A, Decreased Bcl-2 expression in T cell subsets from aging. Representative FACS plots for Bcl-2 expression in aging (top panel) and young (bottom panel) following staining with isotype-matched controls (left panel) or Bcl-2 and CD4 (middle panel) or CD8 (right panel) mAbs. The MFC numbers are shown above the double-positive cell population. B, Decreased Bcl-2 expression in T cell subsets from aging. Equal amounts of cell lysates (25 μg) from three aging and young subjects were electrophoresed on a 4 to 20% Tris-glycine gel, and Bcl-2 expression was determined using Western blotting (top panel). Linearity of chemiluminiscent detection method is shown in the bottom panel for aging (♦) and young (•).

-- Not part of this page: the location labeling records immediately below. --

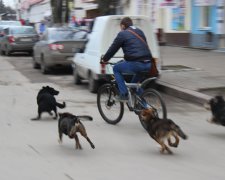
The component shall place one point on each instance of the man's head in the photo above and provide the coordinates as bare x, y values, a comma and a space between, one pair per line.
125, 23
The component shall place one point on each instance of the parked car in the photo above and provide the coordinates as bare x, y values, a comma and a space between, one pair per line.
86, 64
18, 39
10, 23
57, 48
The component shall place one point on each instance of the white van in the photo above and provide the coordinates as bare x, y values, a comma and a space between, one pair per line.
86, 64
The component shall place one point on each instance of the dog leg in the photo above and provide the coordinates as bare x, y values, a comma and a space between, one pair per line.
60, 137
78, 146
56, 114
38, 117
84, 134
92, 145
168, 149
163, 147
175, 144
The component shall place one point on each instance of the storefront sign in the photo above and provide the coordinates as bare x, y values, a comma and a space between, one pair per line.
204, 2
168, 3
27, 3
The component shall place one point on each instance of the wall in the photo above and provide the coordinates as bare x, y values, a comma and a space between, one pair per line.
204, 37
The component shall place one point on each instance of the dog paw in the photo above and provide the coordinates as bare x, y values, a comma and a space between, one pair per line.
34, 119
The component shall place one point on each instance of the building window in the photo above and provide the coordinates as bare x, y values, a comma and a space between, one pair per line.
205, 16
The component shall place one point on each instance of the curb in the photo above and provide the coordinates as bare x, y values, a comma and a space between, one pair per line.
186, 94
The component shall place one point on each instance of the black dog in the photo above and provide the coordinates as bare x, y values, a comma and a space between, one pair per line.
69, 125
47, 102
217, 107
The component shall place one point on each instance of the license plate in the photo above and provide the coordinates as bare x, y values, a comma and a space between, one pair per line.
25, 40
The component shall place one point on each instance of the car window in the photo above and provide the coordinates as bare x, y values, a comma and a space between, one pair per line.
10, 23
80, 35
20, 30
65, 35
6, 31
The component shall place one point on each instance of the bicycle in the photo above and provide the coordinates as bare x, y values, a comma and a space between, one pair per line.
112, 110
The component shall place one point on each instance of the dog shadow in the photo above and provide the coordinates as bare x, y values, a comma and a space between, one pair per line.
217, 135
44, 119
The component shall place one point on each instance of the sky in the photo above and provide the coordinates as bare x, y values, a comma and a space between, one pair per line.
9, 3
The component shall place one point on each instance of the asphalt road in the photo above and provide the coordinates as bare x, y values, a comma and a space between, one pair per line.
30, 150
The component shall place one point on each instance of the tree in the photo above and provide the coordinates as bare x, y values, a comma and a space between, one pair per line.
6, 10
56, 11
107, 7
2, 7
60, 11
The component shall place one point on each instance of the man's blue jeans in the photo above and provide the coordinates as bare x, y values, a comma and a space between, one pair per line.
133, 67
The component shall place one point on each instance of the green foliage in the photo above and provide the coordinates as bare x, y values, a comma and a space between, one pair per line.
107, 7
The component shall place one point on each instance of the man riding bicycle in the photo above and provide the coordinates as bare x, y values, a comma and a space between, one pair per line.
137, 55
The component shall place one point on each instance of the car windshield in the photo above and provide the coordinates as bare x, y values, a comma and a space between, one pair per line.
21, 30
10, 23
59, 35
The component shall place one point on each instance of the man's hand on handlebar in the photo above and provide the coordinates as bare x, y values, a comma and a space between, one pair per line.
102, 60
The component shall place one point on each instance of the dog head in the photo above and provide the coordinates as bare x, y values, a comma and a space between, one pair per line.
148, 114
50, 90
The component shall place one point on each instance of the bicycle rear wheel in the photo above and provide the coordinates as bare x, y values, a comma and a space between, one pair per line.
111, 111
154, 100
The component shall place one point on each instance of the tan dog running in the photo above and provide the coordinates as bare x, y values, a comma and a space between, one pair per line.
162, 129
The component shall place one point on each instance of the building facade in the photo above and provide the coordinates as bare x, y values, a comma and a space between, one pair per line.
170, 18
208, 24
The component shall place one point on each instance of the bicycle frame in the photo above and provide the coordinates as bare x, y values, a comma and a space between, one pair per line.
133, 97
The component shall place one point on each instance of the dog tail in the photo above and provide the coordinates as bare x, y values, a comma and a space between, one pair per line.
178, 130
61, 105
85, 118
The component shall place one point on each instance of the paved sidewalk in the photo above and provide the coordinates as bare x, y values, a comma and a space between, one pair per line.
203, 78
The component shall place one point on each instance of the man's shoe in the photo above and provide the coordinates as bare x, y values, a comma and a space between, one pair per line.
121, 98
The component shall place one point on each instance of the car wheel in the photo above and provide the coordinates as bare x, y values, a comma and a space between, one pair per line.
77, 79
44, 68
7, 52
30, 53
2, 52
35, 64
92, 84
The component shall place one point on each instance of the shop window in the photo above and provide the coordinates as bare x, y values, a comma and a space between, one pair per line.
205, 16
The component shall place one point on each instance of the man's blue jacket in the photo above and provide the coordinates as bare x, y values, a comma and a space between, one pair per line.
134, 49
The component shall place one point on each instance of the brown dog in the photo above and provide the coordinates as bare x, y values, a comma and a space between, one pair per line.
70, 125
162, 129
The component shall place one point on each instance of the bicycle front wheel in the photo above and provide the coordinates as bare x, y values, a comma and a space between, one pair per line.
111, 111
154, 100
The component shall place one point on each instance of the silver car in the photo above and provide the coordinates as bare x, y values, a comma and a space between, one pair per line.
18, 39
57, 47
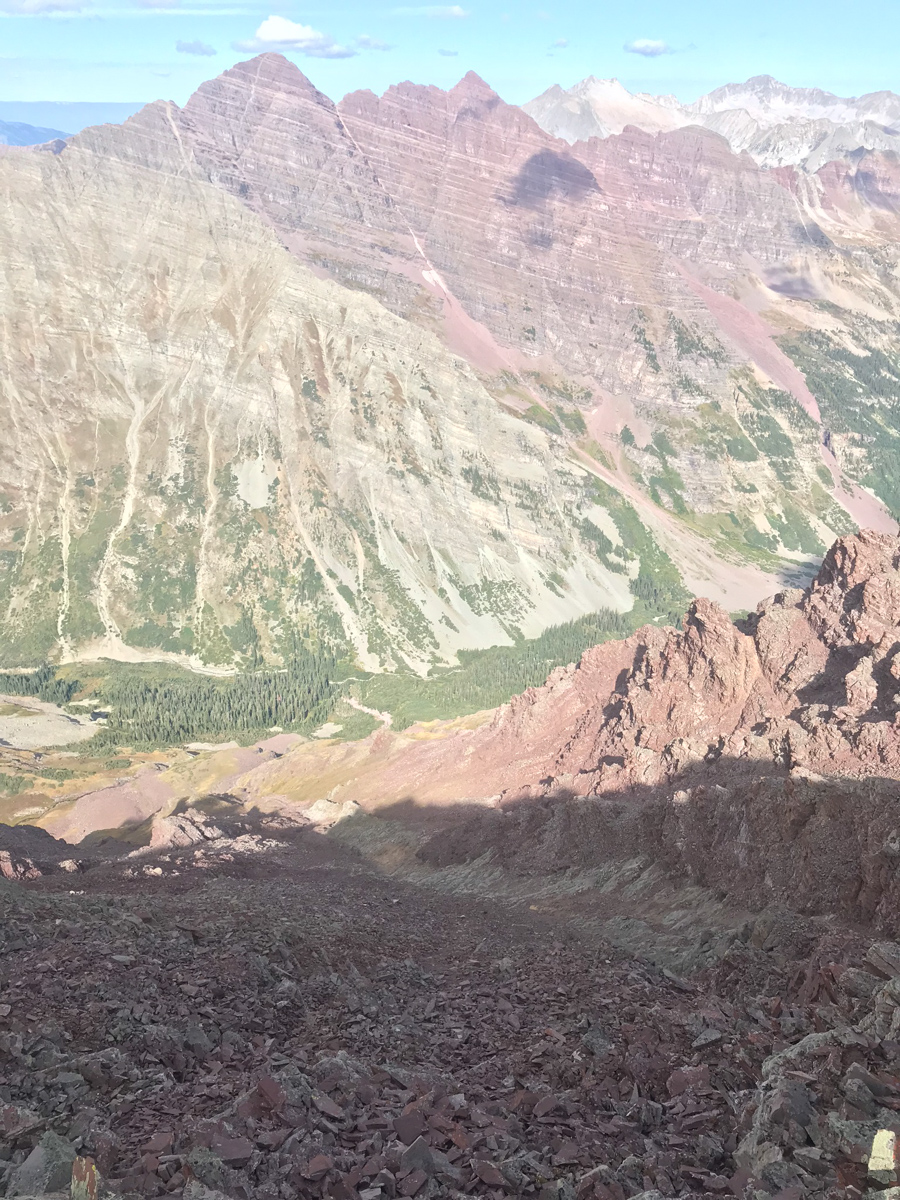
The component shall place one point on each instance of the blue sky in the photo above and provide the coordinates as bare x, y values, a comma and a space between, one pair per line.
145, 49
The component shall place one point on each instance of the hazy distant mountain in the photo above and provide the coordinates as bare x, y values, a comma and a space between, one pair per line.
407, 376
775, 124
16, 133
72, 115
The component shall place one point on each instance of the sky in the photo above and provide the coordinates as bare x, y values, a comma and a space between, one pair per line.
137, 51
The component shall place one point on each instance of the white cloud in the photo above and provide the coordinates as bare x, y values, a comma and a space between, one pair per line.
280, 34
39, 7
199, 48
442, 12
648, 47
372, 43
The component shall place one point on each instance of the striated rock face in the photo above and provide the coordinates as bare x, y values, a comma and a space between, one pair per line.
213, 450
777, 125
408, 375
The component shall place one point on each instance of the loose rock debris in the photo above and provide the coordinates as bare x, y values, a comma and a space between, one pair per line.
322, 1031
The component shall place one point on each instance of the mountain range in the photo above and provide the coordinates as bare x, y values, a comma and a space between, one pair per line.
409, 376
775, 124
17, 133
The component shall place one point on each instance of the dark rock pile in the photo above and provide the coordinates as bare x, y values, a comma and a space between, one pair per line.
306, 1027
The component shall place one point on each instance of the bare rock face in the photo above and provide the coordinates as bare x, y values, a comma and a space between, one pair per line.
377, 375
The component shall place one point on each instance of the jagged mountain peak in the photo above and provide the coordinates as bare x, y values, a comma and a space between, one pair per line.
473, 87
270, 71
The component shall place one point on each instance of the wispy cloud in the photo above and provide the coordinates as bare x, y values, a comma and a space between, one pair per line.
39, 7
441, 12
280, 34
648, 47
198, 48
372, 43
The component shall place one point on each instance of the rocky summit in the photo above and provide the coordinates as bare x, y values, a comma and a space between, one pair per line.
409, 375
441, 755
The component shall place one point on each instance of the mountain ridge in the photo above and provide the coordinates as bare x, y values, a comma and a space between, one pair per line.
775, 124
625, 319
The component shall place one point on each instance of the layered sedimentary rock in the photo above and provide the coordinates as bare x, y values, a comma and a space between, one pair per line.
777, 125
214, 451
382, 373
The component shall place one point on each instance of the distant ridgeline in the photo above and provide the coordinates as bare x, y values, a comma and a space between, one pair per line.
154, 705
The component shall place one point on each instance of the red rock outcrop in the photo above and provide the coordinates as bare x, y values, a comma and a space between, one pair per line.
813, 683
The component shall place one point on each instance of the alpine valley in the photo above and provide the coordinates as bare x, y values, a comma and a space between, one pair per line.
418, 375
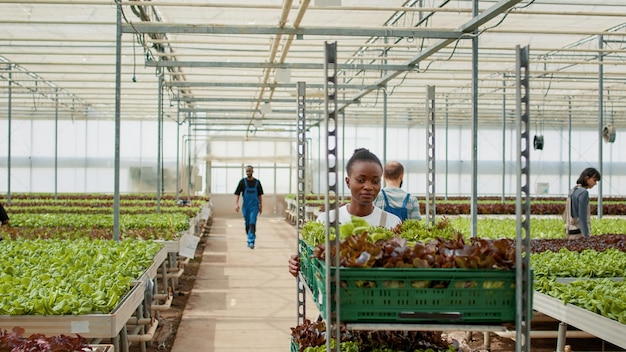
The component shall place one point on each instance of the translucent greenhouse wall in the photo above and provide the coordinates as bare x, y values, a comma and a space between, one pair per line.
84, 159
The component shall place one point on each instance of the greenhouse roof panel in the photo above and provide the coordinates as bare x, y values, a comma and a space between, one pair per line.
237, 62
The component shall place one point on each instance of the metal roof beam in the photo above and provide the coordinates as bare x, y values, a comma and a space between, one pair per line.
297, 66
163, 28
466, 28
178, 84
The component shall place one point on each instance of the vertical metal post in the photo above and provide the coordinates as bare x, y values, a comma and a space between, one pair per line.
177, 190
430, 156
600, 119
569, 142
332, 205
159, 135
385, 97
503, 197
447, 144
9, 112
474, 197
523, 281
301, 193
118, 105
56, 142
189, 158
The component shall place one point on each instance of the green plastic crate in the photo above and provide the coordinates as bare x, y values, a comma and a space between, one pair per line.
416, 295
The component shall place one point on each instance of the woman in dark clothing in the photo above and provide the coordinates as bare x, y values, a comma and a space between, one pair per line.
577, 213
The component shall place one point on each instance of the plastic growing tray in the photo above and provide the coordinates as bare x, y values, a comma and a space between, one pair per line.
414, 295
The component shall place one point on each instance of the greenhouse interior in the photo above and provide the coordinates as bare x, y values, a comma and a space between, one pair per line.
129, 129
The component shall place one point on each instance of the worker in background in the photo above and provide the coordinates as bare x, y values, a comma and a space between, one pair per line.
252, 193
392, 198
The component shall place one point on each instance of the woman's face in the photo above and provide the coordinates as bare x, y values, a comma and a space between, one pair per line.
591, 181
364, 181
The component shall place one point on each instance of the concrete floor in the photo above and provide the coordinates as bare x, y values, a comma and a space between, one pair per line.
243, 299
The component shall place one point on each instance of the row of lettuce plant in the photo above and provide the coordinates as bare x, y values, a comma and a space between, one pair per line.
601, 257
134, 209
61, 277
99, 196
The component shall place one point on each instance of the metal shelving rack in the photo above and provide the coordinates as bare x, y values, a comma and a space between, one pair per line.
301, 194
332, 179
523, 285
523, 274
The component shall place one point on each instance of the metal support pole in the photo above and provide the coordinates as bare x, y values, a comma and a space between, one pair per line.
430, 156
474, 157
447, 145
189, 159
600, 119
9, 111
523, 288
569, 142
301, 193
177, 190
332, 206
502, 198
56, 142
118, 105
159, 136
560, 341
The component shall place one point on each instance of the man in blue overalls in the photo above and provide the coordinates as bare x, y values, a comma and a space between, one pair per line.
252, 192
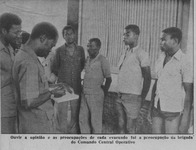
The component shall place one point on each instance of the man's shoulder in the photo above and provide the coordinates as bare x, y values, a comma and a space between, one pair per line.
23, 57
60, 48
101, 57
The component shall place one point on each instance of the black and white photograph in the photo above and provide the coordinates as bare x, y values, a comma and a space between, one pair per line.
93, 74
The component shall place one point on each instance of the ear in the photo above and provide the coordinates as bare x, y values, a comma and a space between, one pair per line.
4, 31
176, 40
42, 38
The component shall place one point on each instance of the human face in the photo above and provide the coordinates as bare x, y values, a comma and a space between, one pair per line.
129, 37
92, 49
13, 35
69, 36
166, 42
46, 47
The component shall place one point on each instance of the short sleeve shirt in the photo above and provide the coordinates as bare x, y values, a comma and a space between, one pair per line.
96, 71
30, 81
130, 79
68, 68
8, 103
170, 81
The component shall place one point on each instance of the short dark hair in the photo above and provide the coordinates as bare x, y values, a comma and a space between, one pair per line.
44, 28
9, 19
134, 28
68, 27
25, 36
174, 32
96, 40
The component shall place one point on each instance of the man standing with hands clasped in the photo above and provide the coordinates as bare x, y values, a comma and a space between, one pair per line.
173, 89
36, 111
96, 70
133, 80
10, 29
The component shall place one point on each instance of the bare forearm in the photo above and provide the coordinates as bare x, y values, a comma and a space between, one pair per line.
146, 87
147, 81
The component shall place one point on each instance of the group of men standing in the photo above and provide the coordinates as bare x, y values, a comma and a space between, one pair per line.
26, 104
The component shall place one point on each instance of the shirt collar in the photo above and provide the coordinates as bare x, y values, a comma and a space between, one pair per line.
178, 55
133, 49
30, 51
2, 47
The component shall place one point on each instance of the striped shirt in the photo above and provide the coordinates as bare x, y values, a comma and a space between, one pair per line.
8, 103
30, 82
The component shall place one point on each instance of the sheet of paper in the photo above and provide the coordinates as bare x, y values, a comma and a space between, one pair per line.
67, 97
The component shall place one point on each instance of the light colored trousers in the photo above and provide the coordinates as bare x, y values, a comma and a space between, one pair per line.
91, 111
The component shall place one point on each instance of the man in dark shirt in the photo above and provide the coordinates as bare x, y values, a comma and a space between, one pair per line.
68, 64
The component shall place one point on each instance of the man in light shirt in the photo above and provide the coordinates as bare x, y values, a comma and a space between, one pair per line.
133, 80
173, 89
10, 29
35, 108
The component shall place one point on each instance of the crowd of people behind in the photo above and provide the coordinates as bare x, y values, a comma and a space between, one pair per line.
29, 68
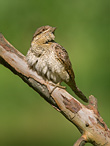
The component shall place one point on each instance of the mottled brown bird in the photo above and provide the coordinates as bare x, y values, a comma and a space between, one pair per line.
51, 60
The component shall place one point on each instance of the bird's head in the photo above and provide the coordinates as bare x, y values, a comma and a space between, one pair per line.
44, 35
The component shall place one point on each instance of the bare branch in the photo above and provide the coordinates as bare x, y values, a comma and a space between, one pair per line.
86, 118
80, 142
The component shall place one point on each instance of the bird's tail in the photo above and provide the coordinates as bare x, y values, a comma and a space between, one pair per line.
77, 91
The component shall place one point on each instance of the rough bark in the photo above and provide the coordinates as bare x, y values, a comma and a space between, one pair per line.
86, 118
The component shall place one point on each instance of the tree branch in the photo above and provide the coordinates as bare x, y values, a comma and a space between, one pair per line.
86, 118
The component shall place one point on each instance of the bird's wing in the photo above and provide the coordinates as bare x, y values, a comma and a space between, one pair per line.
64, 59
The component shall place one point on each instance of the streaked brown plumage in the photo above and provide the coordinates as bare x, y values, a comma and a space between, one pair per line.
51, 60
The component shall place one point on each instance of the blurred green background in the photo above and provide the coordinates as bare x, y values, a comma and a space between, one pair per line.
83, 29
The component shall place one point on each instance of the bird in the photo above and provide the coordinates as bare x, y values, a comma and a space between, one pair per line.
50, 60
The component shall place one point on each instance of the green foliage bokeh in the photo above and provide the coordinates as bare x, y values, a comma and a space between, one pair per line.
83, 29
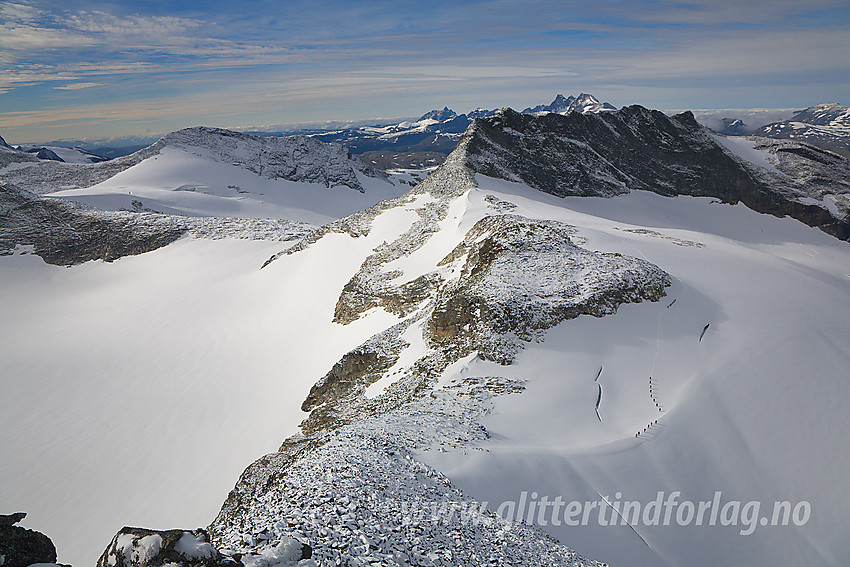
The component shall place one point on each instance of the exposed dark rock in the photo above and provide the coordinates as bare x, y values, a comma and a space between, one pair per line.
7, 520
64, 236
635, 148
520, 277
445, 114
20, 547
823, 125
139, 547
45, 153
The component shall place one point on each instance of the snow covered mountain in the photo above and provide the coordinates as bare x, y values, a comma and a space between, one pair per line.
823, 125
583, 104
589, 307
218, 173
63, 154
426, 141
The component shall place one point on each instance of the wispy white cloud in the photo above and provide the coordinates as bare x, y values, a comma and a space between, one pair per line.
77, 86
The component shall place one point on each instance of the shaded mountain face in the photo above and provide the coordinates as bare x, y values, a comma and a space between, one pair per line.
61, 235
634, 148
824, 125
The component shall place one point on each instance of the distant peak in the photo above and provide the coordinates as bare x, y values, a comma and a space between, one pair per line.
445, 114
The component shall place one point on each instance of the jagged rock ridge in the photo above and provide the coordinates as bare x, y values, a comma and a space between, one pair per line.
638, 149
824, 125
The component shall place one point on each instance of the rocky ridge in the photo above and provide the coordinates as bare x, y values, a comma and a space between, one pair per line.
20, 547
342, 483
824, 125
639, 149
294, 158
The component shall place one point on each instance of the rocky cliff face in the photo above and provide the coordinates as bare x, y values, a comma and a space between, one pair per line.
20, 547
295, 158
639, 149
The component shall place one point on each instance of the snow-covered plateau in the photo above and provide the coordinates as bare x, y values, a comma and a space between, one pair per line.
538, 318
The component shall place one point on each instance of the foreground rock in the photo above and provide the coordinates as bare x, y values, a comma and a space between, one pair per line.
139, 547
20, 547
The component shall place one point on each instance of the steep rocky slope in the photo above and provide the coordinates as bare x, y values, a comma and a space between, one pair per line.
639, 149
824, 125
65, 235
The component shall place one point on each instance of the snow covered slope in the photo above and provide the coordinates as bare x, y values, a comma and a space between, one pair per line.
214, 172
583, 104
470, 341
710, 392
64, 154
825, 125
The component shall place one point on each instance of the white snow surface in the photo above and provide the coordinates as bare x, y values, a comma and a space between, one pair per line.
136, 392
755, 410
179, 181
744, 148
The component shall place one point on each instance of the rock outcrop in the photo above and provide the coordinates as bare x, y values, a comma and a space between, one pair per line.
293, 158
635, 148
20, 547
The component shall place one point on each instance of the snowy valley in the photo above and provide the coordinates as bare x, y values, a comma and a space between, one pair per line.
598, 306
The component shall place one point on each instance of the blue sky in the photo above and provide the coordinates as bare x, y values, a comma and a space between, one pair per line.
95, 69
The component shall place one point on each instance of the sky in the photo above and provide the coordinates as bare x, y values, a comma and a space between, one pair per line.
92, 69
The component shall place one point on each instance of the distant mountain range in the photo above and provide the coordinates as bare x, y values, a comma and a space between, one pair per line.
824, 125
428, 140
434, 346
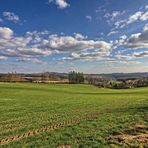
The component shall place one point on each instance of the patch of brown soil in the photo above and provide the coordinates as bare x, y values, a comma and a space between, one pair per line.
52, 127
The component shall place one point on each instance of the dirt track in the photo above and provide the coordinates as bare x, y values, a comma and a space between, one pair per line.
49, 128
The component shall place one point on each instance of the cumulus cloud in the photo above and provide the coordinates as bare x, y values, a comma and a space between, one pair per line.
20, 46
89, 17
89, 55
11, 16
138, 40
62, 4
32, 60
3, 58
5, 33
137, 16
141, 54
111, 17
70, 43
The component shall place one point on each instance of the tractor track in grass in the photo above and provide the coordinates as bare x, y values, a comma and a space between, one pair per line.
49, 128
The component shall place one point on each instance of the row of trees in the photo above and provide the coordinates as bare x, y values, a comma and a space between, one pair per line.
75, 77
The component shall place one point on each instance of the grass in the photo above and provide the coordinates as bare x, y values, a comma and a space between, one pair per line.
26, 106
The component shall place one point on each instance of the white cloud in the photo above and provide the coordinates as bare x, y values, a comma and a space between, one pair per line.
11, 16
138, 40
89, 17
79, 36
5, 33
70, 43
32, 60
3, 58
111, 33
141, 54
21, 46
111, 17
133, 18
62, 4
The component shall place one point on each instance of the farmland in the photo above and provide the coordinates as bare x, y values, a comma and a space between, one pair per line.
52, 115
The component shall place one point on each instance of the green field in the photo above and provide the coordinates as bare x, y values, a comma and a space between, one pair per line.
28, 107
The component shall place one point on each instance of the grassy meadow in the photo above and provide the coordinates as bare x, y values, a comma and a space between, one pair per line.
121, 115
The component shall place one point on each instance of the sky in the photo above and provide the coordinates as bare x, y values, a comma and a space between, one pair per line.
90, 36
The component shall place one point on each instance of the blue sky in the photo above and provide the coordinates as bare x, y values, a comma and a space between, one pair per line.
97, 36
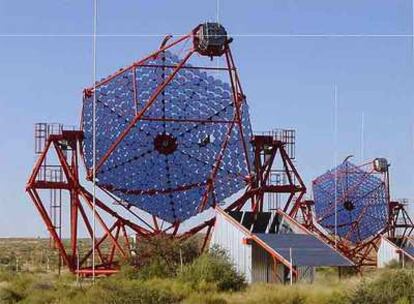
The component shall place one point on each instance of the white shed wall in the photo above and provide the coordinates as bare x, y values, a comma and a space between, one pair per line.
230, 238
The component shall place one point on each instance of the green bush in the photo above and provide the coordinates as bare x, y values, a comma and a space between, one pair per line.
8, 296
111, 291
213, 270
390, 286
161, 257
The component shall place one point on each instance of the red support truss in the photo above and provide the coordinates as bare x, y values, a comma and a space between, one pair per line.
363, 254
114, 232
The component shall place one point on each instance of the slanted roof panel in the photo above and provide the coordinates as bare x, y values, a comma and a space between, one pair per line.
307, 250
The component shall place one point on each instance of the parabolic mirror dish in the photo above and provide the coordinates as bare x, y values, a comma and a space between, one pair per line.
361, 202
167, 160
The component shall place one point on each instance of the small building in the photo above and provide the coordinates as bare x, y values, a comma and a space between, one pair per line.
272, 247
400, 250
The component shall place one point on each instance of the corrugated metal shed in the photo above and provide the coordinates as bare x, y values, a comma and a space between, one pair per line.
229, 237
265, 256
306, 250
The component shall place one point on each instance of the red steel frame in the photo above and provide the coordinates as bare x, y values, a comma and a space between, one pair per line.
117, 229
114, 244
267, 148
363, 254
237, 96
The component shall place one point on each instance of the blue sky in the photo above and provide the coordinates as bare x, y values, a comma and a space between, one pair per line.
46, 61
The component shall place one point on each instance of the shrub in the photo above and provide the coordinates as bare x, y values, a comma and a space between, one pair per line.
161, 256
110, 291
8, 296
390, 286
213, 270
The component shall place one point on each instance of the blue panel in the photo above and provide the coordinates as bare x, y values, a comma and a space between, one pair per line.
305, 250
361, 200
168, 184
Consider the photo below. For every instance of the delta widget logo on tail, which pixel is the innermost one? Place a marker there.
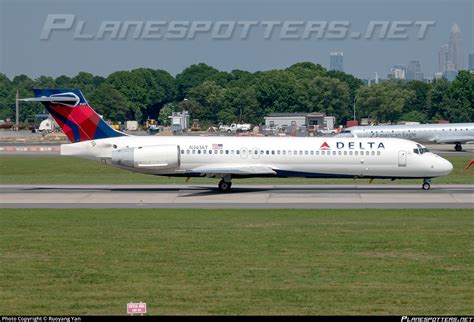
(324, 146)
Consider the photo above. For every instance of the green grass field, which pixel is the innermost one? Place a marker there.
(66, 170)
(237, 261)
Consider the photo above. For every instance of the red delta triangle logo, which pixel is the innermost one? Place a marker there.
(324, 146)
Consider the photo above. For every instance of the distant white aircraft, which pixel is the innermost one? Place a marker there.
(235, 157)
(455, 133)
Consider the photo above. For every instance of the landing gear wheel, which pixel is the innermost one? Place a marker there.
(224, 186)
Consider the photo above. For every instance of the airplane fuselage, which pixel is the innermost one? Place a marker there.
(264, 156)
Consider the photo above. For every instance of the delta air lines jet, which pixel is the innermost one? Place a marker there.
(230, 158)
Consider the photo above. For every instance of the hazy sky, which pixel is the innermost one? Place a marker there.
(23, 52)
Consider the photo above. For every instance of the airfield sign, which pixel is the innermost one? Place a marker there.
(136, 308)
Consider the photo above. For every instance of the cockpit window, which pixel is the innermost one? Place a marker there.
(420, 149)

To determine whether the changes in Bcl-2 at the protein level were also reflected at the mRNA level, quantitative PCR was done using graded amounts of cDNA (0, 1, 2, 4, and 8 μl cDNA). Linearity of PCR is shown in Figure 5A (inset). As seen in Figure 5A, a significantly (p < 0.001) lower cpm ratio for bcl-2:β-actin was observed in aging (1 and 2 μl cDNA for bcl-2, and 1 μl for β-actin: mean ± SD cpm, 0.14 ± 0.01 and 0.3 ± 0.03) as compared with young controls (1 and 2 μl cDNA for bcl-2, and 1 μl for β-actin: mean ± SD cpm, 0.29 ± 0.02 and 0.56 ± 0.02), demonstrating a lowered bcl-2 expression in aging. A representative gel photograph using 2 μl cDNA is shown in Figure 5B.

FIGURE 5.
FIGURE 5.

A, Decreased bcl-2 mRNA expression in lymphocytes from aging. Graded amounts of cDNA from two subjects each were used for quantitative PCR. Results in mean ± SD cpm ratio for bcl-2:β-actin (1 and 2 μl for bcl-2, and 1 μl for β-actin) show a decreased expression of bcl-2 in aging as compared with young. Linearity of quantitative RT-PCR was determined using increasing amounts of cDNA (0, 1, 2, 4, and 8 μl) and is shown as OD in inset for aging (♦) and young (•) subjects. B, Decreased bcl-2 mRNA expression in lymphocytes from aging. Representative gel photograph for bcl-2 mRNA expression using 2 μl cDNA is shown. PCR reactions were conducted in triplicate, and PCR products were electrophoresed on 6% TBE gel. Gel exposed to x-ray films for 2 h shows decreased bcl-2 expression (top panel) in aging as compared with young. Primers specific for β-actin were used as internal controls (bottom panel).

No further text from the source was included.